Kinshasa a accueilli le 15 novembre dernier le 9ᵉ Sommet de la Conférence Internationale sur la Région des Grands Lacs (CIRGL), un rendez-vous stratégique pour la paix, la sécurité et le développement économique dans l’ensemble de la région.

Le 9ᵉ Sommet a marqué une étape importante dans le processus de revitalisation de l’organisation, après plusieurs années de difficultés structurelles et fonctionnelles. Les discussions ont porté sur la consolidation des infrastructures existantes, la sécurisation des corridors commerciaux, et la promotion d’une intégration économique inclusive. Les Chefs d’État ont réaffirmé leur engagement à résoudre les différends bilatéraux par le dialogue et les mécanismes régionaux, tout en respectant la souveraineté, l’intégrité territoriale et le principe de non-ingérence.L’un des moments forts du sommet a été la prise de fonction de la République démocratique du Congo à la présidence en exercice de la CIRGL. Cette responsabilité confère à la RDC un rôle central dans la conduite des activités de l’organisation et dans la mise en œuvre des décisions prises par les États membres. Le Président Félix Tshisekedi, en tant que président en exercice, a souligné la nécessité de renforcer l’efficacité de l’institution et de consolider son mandat multiforme, alliant sécurité, stabilité et développement.
Il a également annoncé la succession à la tête du Secrétariat exécutif par un diplomate zambien, illustrant la volonté de l’organisation de renouveler ses structures et de dynamiser sa gouvernance. Dans son discours de clôture, le Président Tshisekedi a remercié ses pairs pour leur participation active et leur engagement envers la paix et la coopération régionale. Il a proposé que le prochain sommet, traditionnellement bisannuel, se tienne dans un an, en décembre 2026, afin de célébrer le vingtième anniversaire de la signature du « Pacte sur la sécurité, la stabilité et le développement dans la Région des Grands Lacs ». Cette proposition souligne l’ambition de la RDC de faire de sa présidence en exercice un levier pour impulser des initiatives concrètes en matière de développement et d’intégration régionale.Le mandat de la RDC à la présidence en exercice intervient à un moment crucial pour la CIRGL, alors que l’organisation cherche à renforcer sa visibilité et son rôle dans la construction d’une paix durable et d’une prospérité partagée.
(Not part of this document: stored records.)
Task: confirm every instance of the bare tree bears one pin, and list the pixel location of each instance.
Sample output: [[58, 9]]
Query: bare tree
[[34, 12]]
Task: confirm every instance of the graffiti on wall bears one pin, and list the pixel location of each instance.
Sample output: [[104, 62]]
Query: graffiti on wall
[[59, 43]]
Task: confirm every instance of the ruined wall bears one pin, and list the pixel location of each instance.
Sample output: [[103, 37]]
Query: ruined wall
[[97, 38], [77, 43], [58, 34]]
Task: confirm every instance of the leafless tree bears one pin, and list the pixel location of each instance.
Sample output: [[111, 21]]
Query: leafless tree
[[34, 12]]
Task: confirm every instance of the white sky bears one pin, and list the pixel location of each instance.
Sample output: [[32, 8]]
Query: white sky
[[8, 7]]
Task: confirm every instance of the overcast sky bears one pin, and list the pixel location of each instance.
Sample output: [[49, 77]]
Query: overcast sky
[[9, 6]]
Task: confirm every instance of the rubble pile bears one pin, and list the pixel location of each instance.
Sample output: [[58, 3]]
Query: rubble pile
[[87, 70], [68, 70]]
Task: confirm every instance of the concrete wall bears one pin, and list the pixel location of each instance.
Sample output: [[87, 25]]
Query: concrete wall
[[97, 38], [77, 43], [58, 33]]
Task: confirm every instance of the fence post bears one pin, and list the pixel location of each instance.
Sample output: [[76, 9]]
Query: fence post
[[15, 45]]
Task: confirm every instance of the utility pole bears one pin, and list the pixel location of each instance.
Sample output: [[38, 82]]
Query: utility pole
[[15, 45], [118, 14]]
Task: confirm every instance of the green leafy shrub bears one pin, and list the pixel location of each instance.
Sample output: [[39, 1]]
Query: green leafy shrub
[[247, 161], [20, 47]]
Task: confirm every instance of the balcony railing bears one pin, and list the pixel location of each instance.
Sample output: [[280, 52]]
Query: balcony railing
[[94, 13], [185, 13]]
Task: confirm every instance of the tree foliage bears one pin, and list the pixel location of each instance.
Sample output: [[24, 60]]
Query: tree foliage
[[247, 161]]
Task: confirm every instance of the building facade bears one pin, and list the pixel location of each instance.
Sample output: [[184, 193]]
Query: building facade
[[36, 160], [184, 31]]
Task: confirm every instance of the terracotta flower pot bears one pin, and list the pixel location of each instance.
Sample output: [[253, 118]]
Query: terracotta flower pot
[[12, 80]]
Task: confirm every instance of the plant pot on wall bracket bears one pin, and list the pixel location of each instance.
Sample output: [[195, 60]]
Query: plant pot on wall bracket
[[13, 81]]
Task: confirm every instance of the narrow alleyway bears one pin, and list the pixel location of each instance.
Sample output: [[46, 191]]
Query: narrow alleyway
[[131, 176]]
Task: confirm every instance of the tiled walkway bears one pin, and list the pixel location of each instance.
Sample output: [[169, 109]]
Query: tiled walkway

Sous la présidence congolaise, les priorités seront de consolider la coopération entre États membres, de promouvoir l’intégration économique à travers les corridors régionaux, et d’assurer le suivi des résolutions adoptées lors des sommets précédents
.En insistant sur la nécessité d’un dialogue constructif et d’une gouvernance efficace, la RDC entend faire de sa présidence en exercice un moteur de transformation pour la CIRGL. Le 9ᵉ Sommet a ainsi non seulement permis de redéfinir les priorités de l’organisation, mais il a également placé la République démocratique du Congo au cœur de la dynamique régionale, avec la responsabilité de guider les États membres vers un avenir marqué par la sécurité, la stabilité et le développement durable.La CIRGL, qui regroupe notamment la République centrafricaine, la République démocratique du Congo, le Congo-Brazzaville, l’Angola, le Rwanda et le Burundi, s’étend également à des pays clés d’Afrique de l’Est comme le Kenya, la Tanzanie, la Zambie et l’Ouganda. Cette configuration fait de l’organisation un acteur central pour la coopération régionale et l’intégration économique.Dotée d’une position géographique stratégique, la CIRGL offre à ses États membres la possibilité de relier l’Océan Atlantique à l’Océan Indien, tout en désenclavant des zones historiquement isolées. Elle joue ainsi un rôle crucial dans le développement de corridors économiques et d’infrastructures régionales, renforçant la circulation des biens, des services et des personnes dans la région. Même si elle n’a pas encore le statut de Communauté économique régionale reconnu par l’Union africaine, son importance pour la stabilité, la sécurité et le développement dans la région des Grands Lacs est indéniable.